On non-strength days, I aim for a minimum of three miles. This ends up being anywhere from 36 to 60 minutes, depending on the mile’s pace. If there’s no mileage listed anywhere, I assume three miles is roughly 45 minutes. I’ll go for a four or five-mile walk if I want, but I’m under no obligation to go more than three miles for now.
This one was hard. When it comes to my faith, I’ve been struggling.
I can’t even blame 2020, social distancing, and churches closing for this struggle. For years, I’ve felt like I’m just going through the motions when it comes to my faith.
Even my goals feel that way. I started reasonably small, with scripture writing and devotionals.
Every morning, I write out a verse from whatever “scripture writing” challenge I’m following. (Right now, I’m doing a 31 day one focusing on goal setting). After I copy out the verse, I use the rest of the page in my journal to write any commentary that comes to mind.
Initially, I read four different daily devotionals, but I wasn’t absorbing any of the information. So, I decided to narrow it down to only two for now. If that’s still too much, I’ll drop one more and focus on 100 Days to Brave by Annie F. Downs. As an Obliger, I like that a couple of us are reading it together.
Perhaps, in the coming months, I’ll find a more structured Bible study to add to my routine.
My personal development goals are the foundation for everything I’m doing. Therefore, they’re the most important ones. If these slip, everything else is likely to follow suit.
I’ve made keeping my physical space organized a priority. While it’s not entirely spotless 100% of the time, I have stopped letting piles of clothing, dishes, and trash accumulate. I make my bed every morning, tidy up before bed, and do a more thorough cleaning weekly.
In the afternoons, I try to take some time to unplug from social media and enjoy myself. This “Quiet Time” is usually around an hour, but I don’t have any timers set. I’ll read, listen to music or an audiobook, knit, play Bananagrams or Solitare, soak in the tub, work on my diamond painting, or pet my cat. The only “rule” is that I need to stay off my phone and computer.
The final, and probably most important, thing I’m focusing on is my morning routine.
I wake up between 4:30 and 5 AM, depending on where I am in my sleep cycle. Then, I make my bed, get dressed in workout clothes, and make a cup of coffee.

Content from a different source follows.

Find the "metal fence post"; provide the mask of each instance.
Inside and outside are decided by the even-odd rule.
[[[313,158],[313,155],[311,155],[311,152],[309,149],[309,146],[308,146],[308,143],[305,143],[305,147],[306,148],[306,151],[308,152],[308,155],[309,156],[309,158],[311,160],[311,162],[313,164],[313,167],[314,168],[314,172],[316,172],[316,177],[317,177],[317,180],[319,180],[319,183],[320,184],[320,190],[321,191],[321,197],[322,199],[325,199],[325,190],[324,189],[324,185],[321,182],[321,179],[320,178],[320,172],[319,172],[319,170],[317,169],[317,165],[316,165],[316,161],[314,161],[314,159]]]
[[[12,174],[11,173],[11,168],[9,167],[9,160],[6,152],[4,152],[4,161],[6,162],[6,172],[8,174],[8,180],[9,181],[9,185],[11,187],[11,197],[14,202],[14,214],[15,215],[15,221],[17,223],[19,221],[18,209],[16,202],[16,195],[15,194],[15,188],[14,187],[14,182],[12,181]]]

Once I sit down with my coffee, I do my morning journaling, scripture writing, and devotional readings. Then, around 6 AM, I work out, followed by a bedroom “shower” (I can’t always get into the shower before getting changed out of my sweaty clothes), and curling up in bed with a book.

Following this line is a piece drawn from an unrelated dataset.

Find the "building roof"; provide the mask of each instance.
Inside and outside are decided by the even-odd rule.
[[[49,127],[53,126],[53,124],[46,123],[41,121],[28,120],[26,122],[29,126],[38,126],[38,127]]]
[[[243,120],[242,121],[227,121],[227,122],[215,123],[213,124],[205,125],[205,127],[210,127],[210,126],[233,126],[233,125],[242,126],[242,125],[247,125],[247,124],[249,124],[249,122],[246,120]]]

Except for using it to control my bedroom lights or as an emergency hotspot for my workout videos when the internet is down, my phone stays off until at least 8 AM.

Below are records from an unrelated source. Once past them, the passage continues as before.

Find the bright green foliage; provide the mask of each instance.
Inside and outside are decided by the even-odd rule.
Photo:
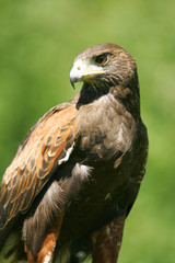
[[[110,42],[137,60],[150,155],[120,263],[175,262],[174,10],[173,0],[0,2],[1,176],[31,126],[74,94],[69,71],[80,52]]]

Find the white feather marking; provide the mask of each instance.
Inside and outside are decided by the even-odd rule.
[[[120,127],[119,132],[118,132],[118,141],[122,141],[124,136],[122,136],[122,127]]]
[[[44,263],[49,263],[52,261],[52,256],[50,251],[48,252],[48,254],[44,258]]]
[[[72,144],[72,146],[67,150],[66,156],[58,161],[58,165],[60,165],[62,162],[66,162],[69,160],[69,157],[73,150],[73,146],[74,146],[74,144]]]
[[[92,167],[83,165],[78,162],[73,168],[73,174],[74,176],[79,176],[81,180],[84,180],[89,178],[92,170]]]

I’m still refining my morning routine. These last few mornings, I have been slow-moving. My first thought was to set an earlier alarm to give me more time to wake up, but the real issue is sleep deprivation. I usually go to bed between 9:30 and 10 PM, but it’s not without some difficulty. It seems unrealistic to go to bed earlier, so I might need to accept a later wake-up time. Unfortunately, I may have to switch things in my routine to make up for the time lost.
Flexing my goals as I figure out what works and what doesn’t work for me is a new concept. I’ve always acted like whatever rules I’ve set for myself are written in stone. However, I’m learning that some of the habits I’m working on instilling may not be sustainable. Rather than force myself to do them as written, I’m giving myself the grace I need to modify them as needed. This could be having a non-smoothie Fab 4 breakfast, taking a shorter walk once a week, reading fewer devotionals, or setting my alarm later. I think my biggest fear is that I’ll become too lenient with myself.
Fortunately, I am confident that if I start to veer down that path, I’ll have a much-needed dose of tough love to knock a little sense into me.